孟晚橙垂在身侧的手悄然攥紧,指节因用力泛出浅淡白痕,转瞬又迅速松开,像是要借着这一攥一松的力道,狠狠压下心底翻涌的情绪浪潮。她刻意敛起眼底所有的温柔与怅然,连眉梢都压得平平的,嘴角费力扯出一抹浅淡到近乎疏离的笑,语气极力放得平淡,甚至掺了几分刻意的随意,像是在说一件无关紧要的小事,开口道:“我也只是路过,那我先走了。”
说这话时,她压根不敢再看贺峻霖眼底盛着的真切与欢喜,只微微垂着眼,目光死死落在他脚边的地面,盯着那片斑驳的光影,仿佛那里藏着什么值得凝神专注的东西。
她太怕了,怕再多看一眼,就会被他眼里毫无掩饰的暖意彻底击溃,怕自己紧绷了两年的情绪会瞬间崩塌,更怕那点拼命藏着掖着的惦念,会从眉眼间、从语气里悄悄泄露,让他轻易看穿自己的口是心非。
她必须赶紧离开,必须装得毫不在意,装得这两年里从未在深夜想起过他们,装得这场重逢不过是萍水相逢的偶然偶遇,转身就能毫不在意地放下。只有这样,才能守住自己最后的体面,才能让当年那场仓促的不告而别,显得不那么狼狈难堪,才能骗过他,也骗过自己,假装早已彻底放下过往,各自安好在彼此的生活里。
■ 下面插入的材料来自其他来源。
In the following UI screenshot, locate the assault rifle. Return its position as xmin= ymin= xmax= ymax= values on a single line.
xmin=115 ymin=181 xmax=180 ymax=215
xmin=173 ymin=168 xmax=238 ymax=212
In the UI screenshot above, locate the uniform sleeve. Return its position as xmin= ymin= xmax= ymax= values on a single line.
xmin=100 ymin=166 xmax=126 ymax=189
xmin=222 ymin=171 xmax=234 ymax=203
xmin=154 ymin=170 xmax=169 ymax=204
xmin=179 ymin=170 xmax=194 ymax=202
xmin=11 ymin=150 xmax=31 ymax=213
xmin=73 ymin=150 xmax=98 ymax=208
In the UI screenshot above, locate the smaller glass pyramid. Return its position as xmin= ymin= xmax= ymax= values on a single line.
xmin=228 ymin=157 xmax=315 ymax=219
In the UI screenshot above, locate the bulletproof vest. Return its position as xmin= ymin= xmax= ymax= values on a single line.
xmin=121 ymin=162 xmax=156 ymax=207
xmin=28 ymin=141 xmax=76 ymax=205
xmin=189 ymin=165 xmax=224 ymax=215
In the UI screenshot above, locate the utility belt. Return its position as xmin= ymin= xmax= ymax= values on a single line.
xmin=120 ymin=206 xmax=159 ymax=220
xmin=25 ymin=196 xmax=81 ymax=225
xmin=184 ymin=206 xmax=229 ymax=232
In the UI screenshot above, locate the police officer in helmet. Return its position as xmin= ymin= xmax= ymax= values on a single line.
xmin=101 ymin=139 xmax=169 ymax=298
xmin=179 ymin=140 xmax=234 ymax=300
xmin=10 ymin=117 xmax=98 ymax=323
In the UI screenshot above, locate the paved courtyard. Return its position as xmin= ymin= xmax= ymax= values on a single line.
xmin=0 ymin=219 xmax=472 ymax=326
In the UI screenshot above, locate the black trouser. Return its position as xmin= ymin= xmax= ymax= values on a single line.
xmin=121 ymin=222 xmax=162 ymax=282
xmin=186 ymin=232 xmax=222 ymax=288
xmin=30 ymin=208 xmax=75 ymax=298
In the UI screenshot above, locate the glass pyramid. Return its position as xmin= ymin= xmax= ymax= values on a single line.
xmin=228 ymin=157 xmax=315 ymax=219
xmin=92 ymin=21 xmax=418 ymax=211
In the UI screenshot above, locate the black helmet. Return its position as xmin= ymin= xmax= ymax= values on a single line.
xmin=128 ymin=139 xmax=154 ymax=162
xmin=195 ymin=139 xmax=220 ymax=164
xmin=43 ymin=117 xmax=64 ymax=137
明明心底早已被这场猝不及防的重逢填满暖意,明明多想再站一会儿,哪怕只是多聊几句寻常的近况,问问他复习累不累,问问丁程鑫、马嘉祺他们近来好不好,听听他们这两年在舞台上的故事,可理智却像一根紧绷的弦,一遍遍在心底提醒她:不能停留,不能留恋,不能心软。
她怕一开口,就会忍不住接连问起兄弟们的名字,怕一提起那些熟悉的称呼,心底压抑的情绪就会彻底失控;她更怕贺峻霖再多说一句挽留的话,哪怕只是一句“再聊会儿吧”,自己就会瞬间破防,再也装不出这副云淡风轻的模样。
于是话音刚落,她便下意识往后退了半步,刻意拉开两人之间的距离,像是在不动声色地划清一道无形的界限。指尖慌乱地快速拢了拢外套的衣襟,动作带着几分难以掩饰的仓促,全然没了方才站在校门口时那份沉静淡然。
她甚至不敢多说一句客套的“再见”,只匆匆抬眼,飞快地瞥了贺峻霖一眼,那眼神里早把所有情绪都藏得严严实实,只剩一层客套的疏离,仿佛在无声地说“不过偶然遇见,不必放在心上”。